Si tous les participants aux soirées organisées à SWG3 ne sont pas forcément au courant qu’une telle technologie existe, la température agréable de la salle, malgré la sueur et l’extase des danseurs, met la puce à l’oreille. « Beaucoup de personnes sont enthousiastes, car le système évite l’utilisation de combustibles fossiles, affirme le géologue. Quand les gens dansent en sachant qu’ils contribuent à une planète plus durable, cela crée une bonne ambiance sur la piste de danse. Forcément, ça améliore l’expérience. » David Townsend continue d’aller faire la fête dans le club écossais. Il semblerait toutefois que son attention se porte désormais moins sur les performances musicales que sur les améliorations possibles de BODYHEAT. « Quelques déformations professionnelles », ajoute-t-il, un sourire au coin des lèvres.
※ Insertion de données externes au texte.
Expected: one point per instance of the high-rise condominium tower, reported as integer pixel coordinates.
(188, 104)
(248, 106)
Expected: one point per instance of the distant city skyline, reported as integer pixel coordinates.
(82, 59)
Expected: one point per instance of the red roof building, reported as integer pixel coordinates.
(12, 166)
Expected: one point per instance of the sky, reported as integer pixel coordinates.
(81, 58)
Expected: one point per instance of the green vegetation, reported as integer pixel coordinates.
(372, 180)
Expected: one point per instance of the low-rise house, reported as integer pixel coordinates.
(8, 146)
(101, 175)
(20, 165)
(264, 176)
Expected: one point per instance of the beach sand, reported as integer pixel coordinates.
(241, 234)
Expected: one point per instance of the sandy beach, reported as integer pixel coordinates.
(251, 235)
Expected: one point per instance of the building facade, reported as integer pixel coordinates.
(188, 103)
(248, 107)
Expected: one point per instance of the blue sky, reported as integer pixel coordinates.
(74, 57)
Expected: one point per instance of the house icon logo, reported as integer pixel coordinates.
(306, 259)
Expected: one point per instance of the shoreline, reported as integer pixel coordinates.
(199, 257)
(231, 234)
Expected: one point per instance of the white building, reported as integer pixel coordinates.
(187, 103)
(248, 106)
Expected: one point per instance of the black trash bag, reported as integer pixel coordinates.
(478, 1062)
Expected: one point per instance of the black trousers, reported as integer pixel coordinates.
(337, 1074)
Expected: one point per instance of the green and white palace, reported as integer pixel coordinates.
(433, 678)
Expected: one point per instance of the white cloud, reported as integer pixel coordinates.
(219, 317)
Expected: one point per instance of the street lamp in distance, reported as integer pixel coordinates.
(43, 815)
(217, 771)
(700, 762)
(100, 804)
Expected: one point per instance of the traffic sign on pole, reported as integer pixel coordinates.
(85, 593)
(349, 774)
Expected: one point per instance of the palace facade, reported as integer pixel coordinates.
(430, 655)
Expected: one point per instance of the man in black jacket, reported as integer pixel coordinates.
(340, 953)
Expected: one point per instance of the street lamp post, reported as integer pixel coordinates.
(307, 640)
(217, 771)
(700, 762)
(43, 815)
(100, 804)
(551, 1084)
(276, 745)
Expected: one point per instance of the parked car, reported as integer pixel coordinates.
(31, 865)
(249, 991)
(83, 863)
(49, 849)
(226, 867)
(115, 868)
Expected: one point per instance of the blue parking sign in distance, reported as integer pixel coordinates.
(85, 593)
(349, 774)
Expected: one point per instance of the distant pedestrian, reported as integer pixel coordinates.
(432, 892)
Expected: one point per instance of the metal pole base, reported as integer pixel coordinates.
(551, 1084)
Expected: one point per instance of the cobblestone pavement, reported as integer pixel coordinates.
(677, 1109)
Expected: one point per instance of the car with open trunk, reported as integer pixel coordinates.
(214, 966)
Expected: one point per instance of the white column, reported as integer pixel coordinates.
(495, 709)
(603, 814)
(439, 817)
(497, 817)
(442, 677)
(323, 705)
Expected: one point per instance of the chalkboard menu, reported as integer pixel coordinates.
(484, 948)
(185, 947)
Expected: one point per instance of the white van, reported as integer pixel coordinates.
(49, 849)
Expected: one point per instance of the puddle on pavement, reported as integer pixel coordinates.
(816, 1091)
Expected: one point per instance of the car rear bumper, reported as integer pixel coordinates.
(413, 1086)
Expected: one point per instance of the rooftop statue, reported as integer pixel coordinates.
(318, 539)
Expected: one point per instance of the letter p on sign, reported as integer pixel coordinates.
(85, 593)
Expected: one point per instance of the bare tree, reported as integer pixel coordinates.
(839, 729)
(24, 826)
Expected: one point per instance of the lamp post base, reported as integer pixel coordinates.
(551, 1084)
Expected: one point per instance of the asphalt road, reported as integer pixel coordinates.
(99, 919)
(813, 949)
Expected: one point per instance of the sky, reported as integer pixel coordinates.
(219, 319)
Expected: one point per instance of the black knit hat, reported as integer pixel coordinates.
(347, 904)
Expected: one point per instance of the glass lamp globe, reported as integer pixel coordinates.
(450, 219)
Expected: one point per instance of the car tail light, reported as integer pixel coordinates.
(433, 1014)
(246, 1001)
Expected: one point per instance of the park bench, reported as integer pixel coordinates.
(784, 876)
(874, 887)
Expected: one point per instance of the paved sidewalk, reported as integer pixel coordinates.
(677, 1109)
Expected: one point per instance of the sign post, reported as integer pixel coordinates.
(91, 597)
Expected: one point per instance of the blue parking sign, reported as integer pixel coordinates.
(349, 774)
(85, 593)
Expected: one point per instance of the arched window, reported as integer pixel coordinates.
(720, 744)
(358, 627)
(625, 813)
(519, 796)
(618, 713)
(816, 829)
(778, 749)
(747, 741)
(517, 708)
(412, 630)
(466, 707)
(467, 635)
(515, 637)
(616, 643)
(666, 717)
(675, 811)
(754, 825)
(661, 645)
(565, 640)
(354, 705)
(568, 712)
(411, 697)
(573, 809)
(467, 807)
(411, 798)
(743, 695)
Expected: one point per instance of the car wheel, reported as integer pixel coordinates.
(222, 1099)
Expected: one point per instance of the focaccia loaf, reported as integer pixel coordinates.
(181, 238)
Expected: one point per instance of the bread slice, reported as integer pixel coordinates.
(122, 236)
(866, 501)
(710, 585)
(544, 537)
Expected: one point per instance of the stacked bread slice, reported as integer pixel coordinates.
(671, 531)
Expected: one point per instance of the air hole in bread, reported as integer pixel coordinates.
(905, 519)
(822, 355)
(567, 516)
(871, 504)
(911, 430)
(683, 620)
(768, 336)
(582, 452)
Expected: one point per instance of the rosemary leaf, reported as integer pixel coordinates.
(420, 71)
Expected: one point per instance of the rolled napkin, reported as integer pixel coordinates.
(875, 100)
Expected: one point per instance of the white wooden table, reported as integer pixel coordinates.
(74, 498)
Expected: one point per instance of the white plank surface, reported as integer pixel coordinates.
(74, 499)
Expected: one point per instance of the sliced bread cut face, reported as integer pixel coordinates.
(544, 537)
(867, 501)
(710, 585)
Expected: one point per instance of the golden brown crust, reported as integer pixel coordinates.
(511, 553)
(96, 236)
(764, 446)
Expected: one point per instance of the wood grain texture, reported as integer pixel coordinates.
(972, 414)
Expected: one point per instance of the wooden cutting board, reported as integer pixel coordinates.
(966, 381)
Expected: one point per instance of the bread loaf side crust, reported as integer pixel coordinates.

Aujourd’hui, l’objectif est de pouvoir proposer un système similaire pour des festivals en plein air, mais surtout de rassembler les acteurs du milieu festif autour de l’écologie pour des soirées sans empreinte carbone.

Vue extérieure du club SWG3 à Glasgow.
SWG3 © Michael Hunter

La fête, qu’elle soit agrémentée ou non de technologies immersives, reste un endroit précieux, un refuge pour des personnes en quête de moments de sociabilité et d’expression de soi. Néanmoins, la poursuite de nouvelles expériences visuelles, sonores ou interactives et plus écologiques place l’innovation technique au cœur des problématiques actuelles. Moins dans l’idée de repousser les frontières physiques ou de réaliser des prouesses artistiques que de créer des rassemblements irréductibles à toute forme de misogynie, de racisme ou de discrimination. Toujours plus belles visuellement, toujours plus plébiscitées par les artistes – rappelons que Honey Dijon, Travis Scott et Charli XCX ont donné des concerts dans le métavers, tandis que Danny L Harle, l’une des stars de l’hyperpop, avait créé une boîte de nuit virtuelle -, ces soirées ne demandent qu’à prendre davantage d’ampleur. À condition, bien sûr, que la fracture numérique mondiale ne s’amenuise, 2,6 milliards de personnes dans le monde étant encore privées d’Internet… L’universalisme prôné par ces fêtes d’un autre genre passe par là.